To create deep SAEs, I added densely connected layers before and, optionally, after the sparse encoding layer. Hidden layers added before the sparse layer used Tanh activations and Layernorms. Hidden layers added after the sparse layer were added before the final decoder layer, which was constrained to have output vectors of unit norm. These hidden decoder layers, contrary to the hidden encoder layers, used ReLUs and no Layernorms, as Layernorms in the hidden decoder layer led to no optimization progress. This may be because of the unit norm constraint of the final decoder layer, which caused the overall scale of the activations in these layers hidden decoder layers to be important. Additionally, a residual connection was added between the input of the SAE and the final encoder layer before the sparse encoder layer, as this seemed to improve optimization significantly.
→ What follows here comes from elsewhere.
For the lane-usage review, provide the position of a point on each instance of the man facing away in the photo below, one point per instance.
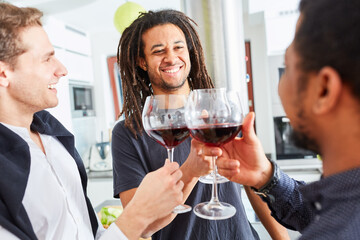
(320, 92)
(42, 177)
Weight decay was used for every hidden layer (i.e., all layers except the final sparse encoding layer and the final decoder layer), with a weight decay coefficient of 5e-4.

I trained three different model architectures, a standard shallow SAE with a sparse dimension of 256 (2x the dimension of the residual stream), a deep encoder SAE, which included 1 hidden encoder layer with a dimension of 128 and a sparse dimension of 256, and a deep encoder + deep decoder SAE, which included 1 hidden encoder layer with a dimension of 128, a sparse dimension of 256, and 1 hidden decoder layer with a dimension of 128.

Optimization

I used the sparse Adam optimizer, which only updates moment tracking for nonzero gradients, which proved more effective for this sparse optimization problem than Adam, as measured by the number of dead features and the MSE. I used a learning rate of 4e-3 for all models. As the combination of sparse Adam and the extreme simplicity of the TinyStories model caused no dead features to appear throughout training, I did not use feature resampling.

Reconstruction sparsity tradeoff

So far, as per Fig 1, adding hidden layers seems to improve the esteemed L0-MSE frontier, which is a common measure of SAE performance. The MSE scaling is not rescaled at all, so these numbers can’t be directly compared to MSE values for other LLMs. For example, an MSE of 0.32 is actually not very good, which we can see by the fact that the deep encoder SAE achieves this MSE with less than 1 activating latent per input on average.

frontier
Fig 1. Adding hidden layers to SAEs improves the sparsity-reconstruction frontier.

Overall, I think it is expected that deep SAEs will offer an advantage on the sparsity reconstruction frontier, so the real test is whether the features produced by deep SAEs are still interpretable.

Automated interpretability scores

I used the automated SAE interpretability library to generate automated interpretability scores for 3 models, one from each class with similar sparsities (L₀~10). Because of the simplicity of this experiment, I was not expecting to see any advantages to deep SAEs on this test, I just wanted to see if the scores were comparable. There’s also a good chance that the deep SAEs may offer more interpretable features, but that these features are abstract than their shallow SAE counterparts, and so it may require some thought to how to comprehensively test this.

frontier
Fig 2. Deep SAEs achieve similar automated interpretability scores to shallow SAEs on the TinyStories 3M model.

In progress

I’m currently working on scaling this approach up to GPT2.